Not only that, but this deadly price-gouging is being actively protected by Wall Street. After a recent House Agriculture Committee hearing in which he testified on the need to rein in speculation, Rep. Bart Stupak (D-Mich.) reported that a "Wall Street warroom" had been set up to block any action by the government against speculation. Later, Stupak told EIR that this warroom was being run by investment banking giant Morgan Stanley, and that the banks and other financial companies are doing all they can to stop any action aimed at ending speculation in food, oil, and other commodities.

Blowing Out

This "Wall Street warroom" operation is another sign of the desperation of the bankers to avoid dealing with the truth of their situation. Despite their efforts, and in many cases, because of their efforts, the banking system continues to disintegrate. Mortgage lender Countrywide has now been absorbed into Bank of America, at a cost of making the problems faced by Bank of America even worse. Now we see IndyMac Bank, a spinoff of Countrywide, disintegrating before our eyes; it's laid off over half its workforce and ceased making loans.
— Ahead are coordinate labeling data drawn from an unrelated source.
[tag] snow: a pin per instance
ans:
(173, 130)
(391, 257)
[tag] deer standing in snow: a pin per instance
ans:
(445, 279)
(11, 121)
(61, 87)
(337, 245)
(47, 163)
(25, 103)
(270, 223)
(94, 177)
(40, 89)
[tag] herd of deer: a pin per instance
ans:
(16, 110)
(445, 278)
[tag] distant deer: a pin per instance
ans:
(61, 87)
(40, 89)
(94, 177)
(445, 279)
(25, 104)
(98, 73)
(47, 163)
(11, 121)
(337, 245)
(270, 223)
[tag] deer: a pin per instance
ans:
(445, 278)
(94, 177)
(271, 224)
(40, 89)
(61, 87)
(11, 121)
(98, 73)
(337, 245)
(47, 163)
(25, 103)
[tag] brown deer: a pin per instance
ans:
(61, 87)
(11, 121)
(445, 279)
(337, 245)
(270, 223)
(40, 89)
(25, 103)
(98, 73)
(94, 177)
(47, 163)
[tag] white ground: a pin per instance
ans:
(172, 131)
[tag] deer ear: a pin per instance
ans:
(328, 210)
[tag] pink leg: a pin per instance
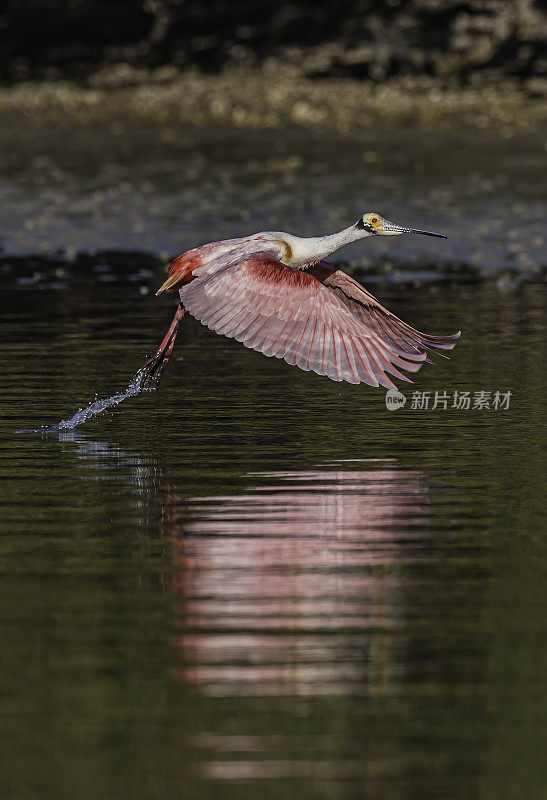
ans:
(153, 367)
It is but the latest in a never-ending series of disasters.

The regulators and the financiers assured us that the "subprime crisis" was contained and would not pose a threat to the banks—but they were wrong. The regulators and financiers assured us that the "credit crunch" was contained and did not pose a threat—but they were wrong. Now, after hundreds of billions of dollars of admitted losses to the world's banks, they tell us that the banking system is safe despite its problems—but they are wrong. They tell us that Fannie Mae and Freddie Mac are safe, even while they use them as vehicles to transfer enormous losses from the speculators to the taxpayers.

The bankers' plan is to save themselves by sticking the government, and thus the taxpayers, with their losses, to protect their looting rights at all costs, and to eliminate any laws, regulations, and government efforts which get in their way. They will accept consolidation among their ranks, and even the demise of some important institutions, in order to protect the system itself.

The irony is that their own efforts to protect themselves will destroy them. They cannot bail themselves out, even via the government, because our economy can not support the debt. It can't be paid, and all their bailout schemes do is add more debt to a dead system.